Sen. John Cornyn (R-Texas), a senior Intelligence Committee member, was blunt: "I think we should be clear-eyed and realistic that this isn't going to persuade the Iranian regime to go in peace." The senator added that Trump's public comments about the talks already reflect awareness that a bad outcome would haunt Vance through 2028.
The deal's political architecture is what makes it dangerous. The MoU commits to developing a $300 billion reconstruction fund for Iran — a figure Sen. Bill Cassidy (R-La.) called "the worst foreign policy blunder in decades," per Al Jazeera. Former Vice President Mike Pence labeled it "appeasement." Sen. Ted Cruz warned against funding Iran's rebuild after the U.S. military had "destroyed" its forces. Even Trump's own appointees have kept their distance: Secretary of Defense Pete Hegseth has stayed focused on the military campaign rather than the diplomatic endgame.
That brings us to the real story: Marco Rubio's strategic silence. While Vance made a media blitz defending the deal, cancelled a Switzerland trip, and absorbed attacks from Israel's supporters, Rubio toured the Gulf — UAE, Kuwait, Bahrain — reassuring allies that their interests wouldn't be sacrificed. Al Jazeera notes that Rubio publicly declared Iran "will not be permitted to charge tolls or fees" on Strait of Hormuz shipping, drawing a harder line than Vance. The White House insists there is no split. The choreography says otherwise.

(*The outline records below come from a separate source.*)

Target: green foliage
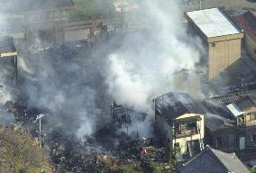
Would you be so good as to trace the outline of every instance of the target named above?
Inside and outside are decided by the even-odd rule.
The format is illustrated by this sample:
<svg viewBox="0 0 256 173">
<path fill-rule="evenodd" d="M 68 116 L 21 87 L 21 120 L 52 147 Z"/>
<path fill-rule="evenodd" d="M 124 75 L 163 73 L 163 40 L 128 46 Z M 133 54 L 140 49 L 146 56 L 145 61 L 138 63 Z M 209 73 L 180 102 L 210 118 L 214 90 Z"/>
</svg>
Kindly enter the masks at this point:
<svg viewBox="0 0 256 173">
<path fill-rule="evenodd" d="M 74 0 L 75 16 L 82 18 L 110 18 L 115 14 L 113 0 Z"/>
<path fill-rule="evenodd" d="M 1 173 L 52 172 L 47 156 L 22 127 L 0 127 L 0 146 Z"/>
<path fill-rule="evenodd" d="M 256 173 L 256 168 L 250 168 L 249 170 L 251 173 Z"/>
</svg>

The two men represent competing GOP foreign-policy traditions. Vance channels the post-Trump "America First" skepticism of foreign wars — a position that plays well with a base where, per Pew Research cited by an Al Jazeera opinion piece, 57% of Republicans under 50 now hold negative views of Israel. Rubio is the Senate's most credentialed hawk, the candidate of a donor class that wanted the Iran campaign prosecuted to completion. Both are positioning for 2028. One has attached his fortunes to the deal's success. The other has not.
Cornyn declined to comment on Rubio's distance from the talks — a silence that speaks as loudly as anything said on the record. A second GOP senator told The Hill there's "all this jockeying with Rubio" and warned the deal "could turn out very bad."
What to Watch
The MoU's 60-day clock runs to roughly mid-August. By then, negotiators must resolve the nuclear file, Strait of Hormuz governance, sanctions relief, and the fate of $6 billion in frozen Iranian assets held in Qatar — which Tehran is already demanding be made "fully available." Iran's deputy foreign minister has already denied that direct talks are even scheduled, per multiple sources, while exchanges of fire over the weekend nearly derailed the interim accord entirely.
The midterm elections in November add a second forcing function. Trump, Cornyn told The Hill, was "concerned about the midterm election and gas prices" — which is why he paid what Cornyn called "a very dear price" to reopen the Strait. If oil markets remain volatile, Republican candidates up and down the ballot — Vance included — will carry that cost.
For Vance, the calculation is binary: deliver a final deal that credibly constrains Iran's nuclear program and holds the Strait open, and he enters 2028 as the architect of peace. Watch it collapse, and the GOP primary becomes a referendum on his judgment — with Rubio waiting, unburdened, on the other side.